I may not have been very obvious, but the puzzle I use in these interviews is very simple. So simple that I was a bit embarrassed until I've learned about fizz buzz. At first it was meant to be a warm up puzzle, but I stopped saying that basically on the first week of my interviewer career. When we interviewed a java architect guy (a friend of my then co-founder) who worked in that capacity for a big telco and completely failed at it.

It felt pretty bad, because he knew there would be another, harder task and we knew that he had no chance, so what do you do. But again, the task is simple, you don't need an IDE, you don't need to use any API. Some people do the very obvious solution (though that never occurred to me until I saw someone going down that path) which does need maybe 1-2 calls to the stdlib. But I always tell them that syntax details don't matter, they can use any language, and if they want to use some lib or API then they can just say that and I'll believe the thing is there and the call does what they say it does. (Unless it's obviously not true then I'll say how I think it works.) But it's mostly theoretical, because as I've said you don't need any APIs (though some people sometimes ask about the exact semantics of some less common language features and then we just agree that it works the way they say it works). It may sound cryptic, but that's just because I don't want to give away the puzzle :). E.g. think about what happens when an addition (using the plus operator) causes an overflow in their language of choice. It's just an analogy and even the thing it's an analogy for (that came up during one of the interviews) is not needed, but given how some candidates solve it, it may come up. And then I'll ask what could happen then, how do they think it works. If I know how that works I'll tell them if not, I'll just believe it works the way they say. Doesn't matter.

It's not a theatre. The idea is to somehow simulate a situation similar to what you'd experience during work from the perspective of problem solving . E.g. you'd be surprised, but a lot of people just don't think about testing their solution. So if you are really testing habitually, then I'm pretty sure I'd see (hear) you walk through the code, and run your test cases in your head. Maybe you'd start with stating test inputs and expected test outputs. A few people I've seen actually did that. And of course, these all register and tell a lot about how you work and how you think.

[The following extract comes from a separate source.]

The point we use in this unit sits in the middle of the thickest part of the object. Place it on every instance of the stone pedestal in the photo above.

>every interviewer that thinks they are so clever and hasn't changed their question for years and I recycle and adapt answers, and for you, > the answer to your question is probably listed verbatim on Blind, Glassdoor or Leetcode forums about your company and role.

1. My company is not on Glassdoor or Leetcode. It doesn't apply to small companies 2. The task is simple, it's not worth memorizing it. Actually it's so simple that if someone needs to memorize this, then they will have a problem memorizing harder puzzles for sure. 3. It's pretty easy to identify if someone knows the quiz (though, of course they can pretend that they don't, but that's borderline sociopathic) 4. I also use a code review challenge which is harder to reproduce, though some guy could be unfair and post it there 5. If this becomes a real problem for me, I'll probably add pair programming to the mix

I understand the motivation for some people to want to circumvent interviews, thinking those don't do justice for them. It's hard to tell. I've never been afraid of interviews, though I've never really interviewed to any job where I though I had to get in. The problem with posting questions and trying to circumvent is that the response will probably be that interviewers just keep changing the questions which will result in less predictable outcomes. Or everyone will just require a long, take-home project (though you can game that one pretty easily too) or throw more automation at you. (e.g. a 1.5 hours long HackerRank quiz just to get through to a human.) Seems like and instance of the prisoners dilemma to me.